Within the Hermitage itself, highlights include Susan Philipsz’s eerie musical animation of the main staircase of the New Hermitage, Lara Favoretto’s concrete plinths in rooms dedicated to ancient Greek sculpture, Marlene Dumas’s series of portraits of gay Russian heroes – including Tchaikovsky, Sergei Diaghilev and the political journalist and gay rights activist Anton Krasovsky – and Katharina Fritsch’s witty life-sized shell lady and dog. Joseph Beuys’s monumental 1980 installation Wirthschaftswerte (Economic Values), a series of shelves with foodstuffs and implements from East Germany, is resonantly displayed as the artist wished in a gallery of German paintings created between 1813 and 1883 – the life span of Karl Marx.
But the biennial and its impact do not end there. The opening night’s party in the scruffy Sergey Kuryokhin Modern Art Center, a very different location from the grandiloquent Winter Palace, was just the start of a series of performances and exhibitions in a range of venues throughout the city, which will continue throughout the summer.

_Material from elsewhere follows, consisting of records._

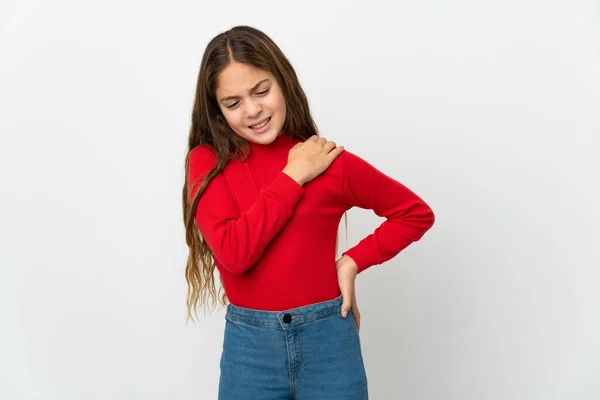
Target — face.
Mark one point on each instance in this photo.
(248, 97)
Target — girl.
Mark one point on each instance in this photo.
(262, 202)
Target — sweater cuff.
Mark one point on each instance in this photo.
(362, 262)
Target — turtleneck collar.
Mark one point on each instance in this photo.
(275, 147)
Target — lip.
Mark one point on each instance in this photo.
(258, 122)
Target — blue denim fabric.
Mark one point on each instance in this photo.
(305, 353)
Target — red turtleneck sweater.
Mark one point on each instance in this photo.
(273, 240)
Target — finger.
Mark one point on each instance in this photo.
(335, 152)
(347, 301)
(356, 314)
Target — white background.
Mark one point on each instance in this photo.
(488, 110)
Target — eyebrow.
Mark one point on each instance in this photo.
(250, 91)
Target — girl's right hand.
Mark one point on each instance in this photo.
(307, 160)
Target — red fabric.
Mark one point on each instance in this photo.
(273, 240)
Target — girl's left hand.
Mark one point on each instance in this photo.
(346, 273)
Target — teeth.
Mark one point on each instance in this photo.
(261, 125)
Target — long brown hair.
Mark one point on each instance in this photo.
(250, 46)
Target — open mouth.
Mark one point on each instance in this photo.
(260, 124)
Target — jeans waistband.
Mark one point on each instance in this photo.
(286, 318)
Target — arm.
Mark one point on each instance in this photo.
(408, 217)
(238, 240)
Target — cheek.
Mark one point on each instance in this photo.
(232, 118)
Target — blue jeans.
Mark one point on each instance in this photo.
(305, 353)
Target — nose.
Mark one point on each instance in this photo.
(253, 108)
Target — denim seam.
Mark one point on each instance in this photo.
(301, 355)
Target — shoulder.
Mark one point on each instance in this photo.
(202, 157)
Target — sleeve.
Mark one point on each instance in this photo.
(238, 240)
(408, 217)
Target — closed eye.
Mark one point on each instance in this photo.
(264, 92)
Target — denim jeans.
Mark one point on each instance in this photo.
(305, 353)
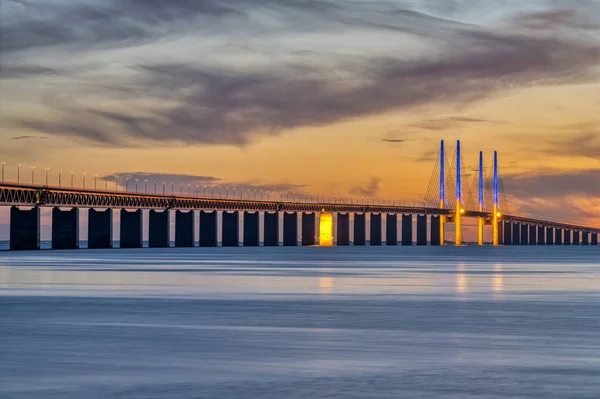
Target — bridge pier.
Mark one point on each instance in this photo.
(251, 229)
(567, 237)
(585, 238)
(131, 229)
(208, 229)
(65, 228)
(100, 228)
(272, 229)
(576, 238)
(231, 229)
(406, 229)
(24, 228)
(360, 237)
(375, 230)
(421, 230)
(308, 229)
(184, 228)
(343, 229)
(558, 236)
(507, 233)
(391, 229)
(435, 238)
(516, 238)
(550, 235)
(290, 229)
(533, 234)
(541, 235)
(159, 228)
(524, 234)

Here both foreign and Russian artists address more directly the history and politics of place. If you plan to go, do not miss Apartment Art as Domestic Resistance in a former communal flat near the Moscow Station, which manages to reflect underground artist life from the 1960s until today without toppling into nostalgia. Instead of reflecting back our own preconceptions, the temporary exhibition I saw here seemed an eagerly taken opportunity to make original work about history. While König describes his curatorial intervention as a ‘Manifesta without a Manifesto’, it is clear that Russia’s artists see the show’s presence here as far from neutral.